White-breasted cormorants are social birds that gather in colonies ranging from 20 to more than 200 birds. Active during the day, they dive for their supper. They will venture anywhere from 10 to 200 yards offshore (think 2 football fields) in search of fish. They dive to a depth of about 30 feet on average. While underwater, they grab fish in their beaks and swallow them immediately if small enough or else bring them back to shore to swallow. White-breasted cormorants also snap up amphibians, crustaceans, mollusks, and sometimes other bird nestlings.
As bird feathers go, those of the cormorant are unusual in that they allow moisture to penetrate. This makes cormorants heavier in water, allowing them to overcome some buoyancy and dive deeper. However, when these birds emerge from water, they must spend time preening and drying their feathers. This is why you’ll often see cormorants perched with wings outstretched.
Other than Cape Fur seals and feral dogs, there aren’t too many animals that try to eat adult white-breasted cormorants. However, cormorant chicks and eggs are much more vulnerable and may be taken by any number of predators, including Kelp gulls, Marabou stork, African fish-eagles, and yellow-billed kites.
White-breasted cormorants usually nest in mixed-species colonies and will often re-use sites and nests from previous years. On the coast, these birds tend to nest on islands, cliffs, or rocky shorelines. Males choose and defend nest sites and then try to attract females. They do so with a wing-waving motion, alternately showing and hiding the white patches on their thighs with outstretched wings. Once paired, a male and a female will reinforce their bond by gurgling, preening, and entwining their necks, among other behaviors.

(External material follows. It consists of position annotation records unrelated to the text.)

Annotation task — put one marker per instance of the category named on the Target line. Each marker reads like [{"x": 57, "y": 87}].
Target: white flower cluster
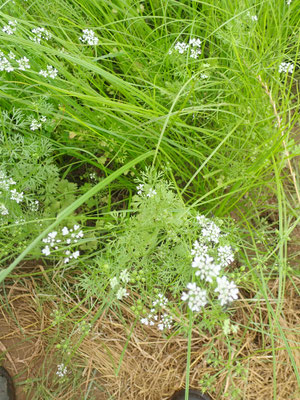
[
  {"x": 68, "y": 237},
  {"x": 116, "y": 282},
  {"x": 193, "y": 46},
  {"x": 286, "y": 67},
  {"x": 5, "y": 185},
  {"x": 23, "y": 64},
  {"x": 37, "y": 124},
  {"x": 10, "y": 28},
  {"x": 158, "y": 315},
  {"x": 89, "y": 37},
  {"x": 196, "y": 297},
  {"x": 61, "y": 370},
  {"x": 210, "y": 230},
  {"x": 34, "y": 205},
  {"x": 148, "y": 193},
  {"x": 252, "y": 17},
  {"x": 50, "y": 71},
  {"x": 3, "y": 210},
  {"x": 5, "y": 64},
  {"x": 207, "y": 269},
  {"x": 229, "y": 328},
  {"x": 17, "y": 196},
  {"x": 40, "y": 34},
  {"x": 227, "y": 290},
  {"x": 209, "y": 257}
]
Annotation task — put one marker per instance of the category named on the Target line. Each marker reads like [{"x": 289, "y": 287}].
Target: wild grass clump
[{"x": 147, "y": 165}]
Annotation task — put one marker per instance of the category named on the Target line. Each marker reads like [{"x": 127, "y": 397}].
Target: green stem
[{"x": 188, "y": 356}]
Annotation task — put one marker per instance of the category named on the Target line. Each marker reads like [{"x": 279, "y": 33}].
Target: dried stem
[{"x": 292, "y": 172}]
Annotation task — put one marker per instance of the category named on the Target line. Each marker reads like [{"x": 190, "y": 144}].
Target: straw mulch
[{"x": 152, "y": 367}]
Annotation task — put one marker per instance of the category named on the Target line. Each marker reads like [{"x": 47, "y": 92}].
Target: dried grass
[{"x": 152, "y": 367}]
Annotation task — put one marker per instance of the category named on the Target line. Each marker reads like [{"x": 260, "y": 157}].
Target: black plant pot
[
  {"x": 7, "y": 390},
  {"x": 193, "y": 395}
]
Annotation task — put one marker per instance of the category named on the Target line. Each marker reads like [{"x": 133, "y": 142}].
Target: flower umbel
[{"x": 196, "y": 297}]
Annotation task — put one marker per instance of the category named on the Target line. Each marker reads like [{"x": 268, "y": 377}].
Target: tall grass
[{"x": 215, "y": 138}]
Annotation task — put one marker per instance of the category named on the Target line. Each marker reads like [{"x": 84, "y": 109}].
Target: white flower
[
  {"x": 33, "y": 205},
  {"x": 23, "y": 63},
  {"x": 145, "y": 321},
  {"x": 227, "y": 290},
  {"x": 211, "y": 231},
  {"x": 181, "y": 47},
  {"x": 121, "y": 293},
  {"x": 124, "y": 276},
  {"x": 46, "y": 250},
  {"x": 160, "y": 301},
  {"x": 198, "y": 249},
  {"x": 195, "y": 42},
  {"x": 196, "y": 297},
  {"x": 286, "y": 67},
  {"x": 89, "y": 37},
  {"x": 35, "y": 124},
  {"x": 140, "y": 189},
  {"x": 10, "y": 28},
  {"x": 226, "y": 256},
  {"x": 65, "y": 231},
  {"x": 52, "y": 235},
  {"x": 14, "y": 195},
  {"x": 206, "y": 267},
  {"x": 61, "y": 370},
  {"x": 76, "y": 254},
  {"x": 166, "y": 322},
  {"x": 113, "y": 282}
]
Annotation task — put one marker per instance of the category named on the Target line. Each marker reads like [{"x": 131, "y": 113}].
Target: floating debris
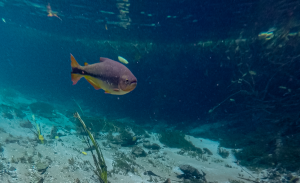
[
  {"x": 107, "y": 12},
  {"x": 252, "y": 72},
  {"x": 282, "y": 87},
  {"x": 266, "y": 35}
]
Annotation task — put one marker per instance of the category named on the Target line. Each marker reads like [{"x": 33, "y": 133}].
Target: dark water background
[{"x": 40, "y": 65}]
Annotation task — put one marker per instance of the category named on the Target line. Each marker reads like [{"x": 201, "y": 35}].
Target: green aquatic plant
[
  {"x": 38, "y": 131},
  {"x": 101, "y": 168}
]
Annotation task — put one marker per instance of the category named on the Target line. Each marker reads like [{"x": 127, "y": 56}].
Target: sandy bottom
[{"x": 66, "y": 163}]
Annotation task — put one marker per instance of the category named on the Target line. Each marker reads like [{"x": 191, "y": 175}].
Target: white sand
[{"x": 58, "y": 154}]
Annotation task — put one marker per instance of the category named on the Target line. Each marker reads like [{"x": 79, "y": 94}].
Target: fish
[
  {"x": 123, "y": 60},
  {"x": 111, "y": 76}
]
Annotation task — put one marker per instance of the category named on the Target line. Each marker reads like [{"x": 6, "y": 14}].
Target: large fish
[{"x": 109, "y": 75}]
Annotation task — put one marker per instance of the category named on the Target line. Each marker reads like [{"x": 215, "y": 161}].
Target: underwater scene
[{"x": 124, "y": 91}]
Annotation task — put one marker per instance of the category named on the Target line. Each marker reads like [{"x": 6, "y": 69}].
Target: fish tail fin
[
  {"x": 75, "y": 78},
  {"x": 74, "y": 63}
]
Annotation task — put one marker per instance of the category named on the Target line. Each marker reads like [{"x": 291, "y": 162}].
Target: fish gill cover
[{"x": 218, "y": 90}]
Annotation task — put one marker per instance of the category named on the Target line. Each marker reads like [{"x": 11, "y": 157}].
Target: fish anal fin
[
  {"x": 74, "y": 63},
  {"x": 75, "y": 78},
  {"x": 93, "y": 82}
]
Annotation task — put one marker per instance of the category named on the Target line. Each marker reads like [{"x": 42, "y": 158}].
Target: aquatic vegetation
[
  {"x": 1, "y": 148},
  {"x": 11, "y": 139},
  {"x": 206, "y": 150},
  {"x": 26, "y": 124},
  {"x": 53, "y": 133},
  {"x": 38, "y": 131},
  {"x": 101, "y": 168},
  {"x": 124, "y": 164}
]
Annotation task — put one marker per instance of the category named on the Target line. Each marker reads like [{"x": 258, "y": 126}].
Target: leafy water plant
[
  {"x": 101, "y": 168},
  {"x": 38, "y": 131}
]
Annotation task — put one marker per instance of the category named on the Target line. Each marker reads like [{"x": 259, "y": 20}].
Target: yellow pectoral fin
[
  {"x": 93, "y": 81},
  {"x": 75, "y": 78}
]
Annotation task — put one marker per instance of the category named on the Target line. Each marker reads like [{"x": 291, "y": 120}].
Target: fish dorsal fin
[
  {"x": 93, "y": 82},
  {"x": 102, "y": 59},
  {"x": 74, "y": 63},
  {"x": 75, "y": 78}
]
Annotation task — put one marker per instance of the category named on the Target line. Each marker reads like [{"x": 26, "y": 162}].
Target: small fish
[
  {"x": 123, "y": 60},
  {"x": 111, "y": 76}
]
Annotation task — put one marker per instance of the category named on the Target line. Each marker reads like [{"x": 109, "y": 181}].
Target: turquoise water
[{"x": 217, "y": 89}]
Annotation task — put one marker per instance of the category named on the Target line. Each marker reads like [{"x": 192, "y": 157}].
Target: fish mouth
[{"x": 131, "y": 86}]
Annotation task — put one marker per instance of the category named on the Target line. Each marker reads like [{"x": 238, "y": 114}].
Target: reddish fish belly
[{"x": 110, "y": 87}]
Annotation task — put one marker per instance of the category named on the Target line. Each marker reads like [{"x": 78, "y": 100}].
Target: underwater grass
[{"x": 101, "y": 168}]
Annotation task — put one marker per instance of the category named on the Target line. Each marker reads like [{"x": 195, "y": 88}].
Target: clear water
[{"x": 223, "y": 73}]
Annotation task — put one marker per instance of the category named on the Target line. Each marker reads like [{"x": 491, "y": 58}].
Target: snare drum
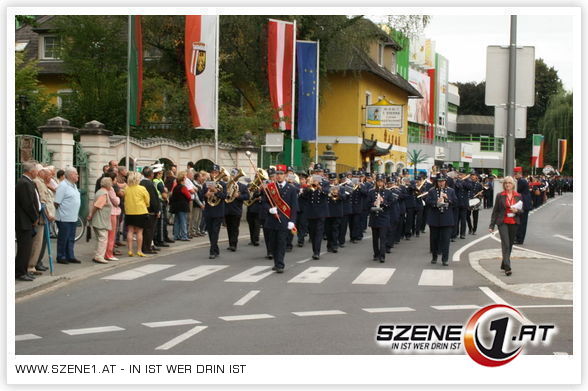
[{"x": 474, "y": 203}]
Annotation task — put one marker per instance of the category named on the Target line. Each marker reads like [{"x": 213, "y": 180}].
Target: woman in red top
[{"x": 506, "y": 219}]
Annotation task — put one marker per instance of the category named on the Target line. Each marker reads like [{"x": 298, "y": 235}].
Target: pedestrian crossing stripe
[{"x": 311, "y": 275}]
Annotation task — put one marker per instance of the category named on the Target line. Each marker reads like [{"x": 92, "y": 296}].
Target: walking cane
[{"x": 47, "y": 238}]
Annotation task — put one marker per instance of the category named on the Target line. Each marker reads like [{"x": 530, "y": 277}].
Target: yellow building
[{"x": 352, "y": 84}]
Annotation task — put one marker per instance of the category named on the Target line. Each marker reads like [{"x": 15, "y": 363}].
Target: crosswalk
[{"x": 309, "y": 275}]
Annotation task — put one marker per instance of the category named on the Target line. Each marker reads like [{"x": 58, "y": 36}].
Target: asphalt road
[{"x": 236, "y": 305}]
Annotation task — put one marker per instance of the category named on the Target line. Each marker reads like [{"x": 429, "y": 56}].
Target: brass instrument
[
  {"x": 261, "y": 175},
  {"x": 222, "y": 175},
  {"x": 233, "y": 187}
]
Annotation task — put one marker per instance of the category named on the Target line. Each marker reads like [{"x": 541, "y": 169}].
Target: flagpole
[
  {"x": 128, "y": 144},
  {"x": 293, "y": 95},
  {"x": 216, "y": 92},
  {"x": 318, "y": 50}
]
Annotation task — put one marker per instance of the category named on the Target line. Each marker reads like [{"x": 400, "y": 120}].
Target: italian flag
[
  {"x": 135, "y": 70},
  {"x": 538, "y": 147}
]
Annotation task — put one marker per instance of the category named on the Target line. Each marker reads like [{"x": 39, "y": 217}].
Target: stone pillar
[
  {"x": 60, "y": 141},
  {"x": 329, "y": 158},
  {"x": 94, "y": 139}
]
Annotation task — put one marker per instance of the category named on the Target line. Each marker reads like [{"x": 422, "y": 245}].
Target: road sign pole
[{"x": 512, "y": 71}]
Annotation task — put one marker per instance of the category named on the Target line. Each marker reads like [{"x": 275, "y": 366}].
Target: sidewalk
[{"x": 64, "y": 274}]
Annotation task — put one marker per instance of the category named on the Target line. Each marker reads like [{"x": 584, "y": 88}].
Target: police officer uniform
[{"x": 440, "y": 220}]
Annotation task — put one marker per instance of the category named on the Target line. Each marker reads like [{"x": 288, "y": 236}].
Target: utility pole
[{"x": 510, "y": 128}]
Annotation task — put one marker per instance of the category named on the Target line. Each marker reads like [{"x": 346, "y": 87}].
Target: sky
[{"x": 463, "y": 40}]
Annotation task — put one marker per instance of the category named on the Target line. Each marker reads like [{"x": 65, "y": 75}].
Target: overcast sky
[{"x": 463, "y": 40}]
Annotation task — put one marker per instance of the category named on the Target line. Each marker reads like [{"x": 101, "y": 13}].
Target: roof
[{"x": 358, "y": 60}]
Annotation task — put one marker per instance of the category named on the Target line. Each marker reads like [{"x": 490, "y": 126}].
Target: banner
[
  {"x": 135, "y": 70},
  {"x": 200, "y": 54},
  {"x": 562, "y": 153},
  {"x": 537, "y": 155},
  {"x": 307, "y": 74},
  {"x": 280, "y": 62}
]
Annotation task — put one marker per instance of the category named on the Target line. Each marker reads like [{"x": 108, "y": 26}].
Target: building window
[
  {"x": 381, "y": 55},
  {"x": 50, "y": 47}
]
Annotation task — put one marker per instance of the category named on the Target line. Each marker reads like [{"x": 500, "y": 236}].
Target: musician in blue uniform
[
  {"x": 380, "y": 200},
  {"x": 234, "y": 211},
  {"x": 280, "y": 215},
  {"x": 476, "y": 191},
  {"x": 346, "y": 188},
  {"x": 316, "y": 194},
  {"x": 440, "y": 219},
  {"x": 214, "y": 210}
]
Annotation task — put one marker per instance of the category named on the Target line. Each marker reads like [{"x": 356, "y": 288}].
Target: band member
[
  {"x": 523, "y": 189},
  {"x": 214, "y": 212},
  {"x": 234, "y": 211},
  {"x": 462, "y": 188},
  {"x": 333, "y": 220},
  {"x": 380, "y": 199},
  {"x": 440, "y": 219},
  {"x": 476, "y": 191},
  {"x": 345, "y": 188},
  {"x": 280, "y": 204},
  {"x": 316, "y": 195}
]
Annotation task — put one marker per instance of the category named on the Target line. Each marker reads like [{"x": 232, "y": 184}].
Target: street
[{"x": 185, "y": 303}]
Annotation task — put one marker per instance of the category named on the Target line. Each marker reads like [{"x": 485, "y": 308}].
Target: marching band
[{"x": 338, "y": 208}]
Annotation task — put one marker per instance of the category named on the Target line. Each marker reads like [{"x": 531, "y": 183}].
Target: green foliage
[
  {"x": 94, "y": 53},
  {"x": 33, "y": 106}
]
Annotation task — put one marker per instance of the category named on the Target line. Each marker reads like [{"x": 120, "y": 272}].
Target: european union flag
[{"x": 306, "y": 67}]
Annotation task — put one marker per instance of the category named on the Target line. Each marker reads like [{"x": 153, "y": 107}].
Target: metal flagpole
[
  {"x": 128, "y": 98},
  {"x": 293, "y": 95},
  {"x": 318, "y": 47},
  {"x": 216, "y": 92}
]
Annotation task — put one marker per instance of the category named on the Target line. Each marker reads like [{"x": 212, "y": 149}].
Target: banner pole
[
  {"x": 318, "y": 50},
  {"x": 293, "y": 94}
]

Female white-breasted cormorants construct nests out of materials gathered by their mates. They lay clutches of 2 to 6 eggs and swap off with their mates incubating the eggs for roughly the next four weeks. Once the chicks hatch out, parents brood them continuously for about 2 weeks and continue to feed them for another 2 to 3 months. Cormorant chicks leave their nests after about 4 weeks and gather in crèches but parent birds continue to recognize and feed their own.
White-breasted cormorant populations are stable throughout their range. These birds and the species to which they belong – the great cormorant – are listed as “least concern” by the IUCN, the world’s leading conservation organization. In other words, as a species they are not currently threatened.